As for impacts on car commuting, bike lanes often have a negligible or even positive effect. More people cycling means reduced car traffic—the real cause of gridlock and slowdowns. Not everyone can use a bike and sometimes cycling isn’t practical. But as people opt for alternatives to cars, the roads open up for those who must drive. A study by Stantec Consulting Ltd. found Vancouver drivers thought it took them five minutes longer to travel along a street with a new bike lane, but it actually took from five seconds less to just a minute and 37 seconds more.
Studies around the world also show that bike lanes have significantly reduced accidents involving cyclists, as well as the incidence of speeding cars.
But if we really want to increase safety for cyclists—and pedestrians and motorists—we all need to take responsibility for our behaviours. People navigating on foot must be aware of surrounding bikes, buses, cars, and other people and not wander with their eyes fixed on electronic devices. Car drivers need to follow road rules and be more aware of cyclists and pedestrians. Some cyclists just need to be smarter.
A lot of criticism of the growing number of cyclists in cities is valid: too many blast through stop signs, don’t give pedestrians the right-of-way, refuse to signal turns, ride against traffic, don’t make themselves visible enough, and use sidewalks. Many seem to have a sense of entitlement compelling them to ignore laws. It doesn’t take much to learn and follow the rules, and investing in proper gear—including lights and reflectors—is absolutely necessary. You’ll not only be safer; you’ll also be less likely to anger motorists, pedestrians, and fellow cyclists.

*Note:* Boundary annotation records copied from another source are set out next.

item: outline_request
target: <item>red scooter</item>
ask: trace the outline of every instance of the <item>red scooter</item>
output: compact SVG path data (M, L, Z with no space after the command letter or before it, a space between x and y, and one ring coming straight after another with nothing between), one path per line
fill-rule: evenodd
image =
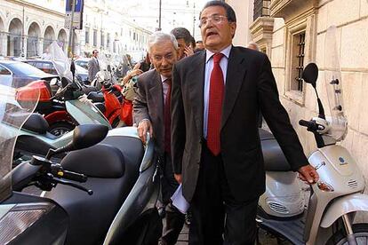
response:
M92 99L95 103L113 128L119 124L122 105L116 94L120 93L120 87L106 83L102 90L93 91L92 91L93 89L85 86L85 88L82 89L73 88L78 85L75 83L69 83L65 78L61 80L63 80L61 83L67 85L52 97L50 84L43 80L35 81L17 91L17 99L21 103L38 99L38 97L36 98L35 91L41 91L36 111L44 115L50 125L49 131L52 134L60 136L76 127L77 123L68 114L65 107L65 100L77 99L76 98L84 93L88 93L87 99ZM65 94L66 92L73 93L73 96L68 96ZM79 92L77 97L75 96L76 92Z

Some jurisdictions have resorted to increased regulations and penalties to make cycling safer and to reduce conflicts between cyclists and drivers. In Chicago, bike riders face increased fines for disobeying traffic laws, as do motorists who cause bike accidents. The fine for “dooring” a cyclist (opening a vehicle door without looking and hitting a bike) doubled from $500 to $1,000.
There’s really no doubt: anything that increases bicycle use, from separated lanes to bike-sharing programs, makes cities more liveable and citizens healthier. Cyclists must do their part to build support for initiatives that make cycling easier, safer, and more popular.
Jun 25, 2013 at 5:44pm
Why can't bike lanes be built all over downtown with the caveat they're only on smaller side streets and alley ways? There should be no bike lanes on major roads or bridges. Vision Van are idiots! This issue would not be an issue if the lanes were not on major transportation routes like Dunsmuir and the Burrard bridge etc.
Jun 25, 2013 at 7:06pm
Congratulations to the City of Vancouver for providing safe and effective infrastructure for all it's taxpayers, regardless of how they get around.
And a big congrats to City Council for having the guts to follow through on their election promises and actually build real cycling infrastructure.
Jun 25, 2013 at 8:54pm
Cyclists use sidewalks because of traffic, which can kill them as nothing else can; imagine losing 50 percent of your steering and balance when you as a motorist signal your intentions; imagine having to start your car every time you left a full stop. Understand the nature of cycling before you dismiss all these behaviours as "dumb"--that's not perceptive nor intelligent.
Jun 25, 2013 at 9:57pm
Gee, I'm sure the increasing gentrification of 9th Avenue in NYC had nothing at all to do with the increase in business, it was all due to those saintly bike lanes (which to my firsthand observation appeared even lightlier used than Vancouver's)
Jun 26, 2013 at 5:38am
Jim Flahrety: You are right in saying cyclists use sidewalk because of traffic. However, counterintuitively, using a sidewalk can actually be more dangerous than using the road. Why? Because most car-bicycle accidents happen at intersections, and you have to cross streets occasionally. When you're on the road you're more noticeable to drivers than when you're on the sidewalk; drivers who turn at intersections are (hopefully) looking for pedestrians, but are much less likely to notice a fast cyclist several metres back.
Jun 26, 2013 at 5:57am
While increased education regarding road safety is important for all users, it's probably not a good idea to combine the concept of 'cyclist behaviour' to the expansion of cycling facilities. Would we condone an article that essentially suggested we shouldn't put guardrails on the highway because some motorists speed?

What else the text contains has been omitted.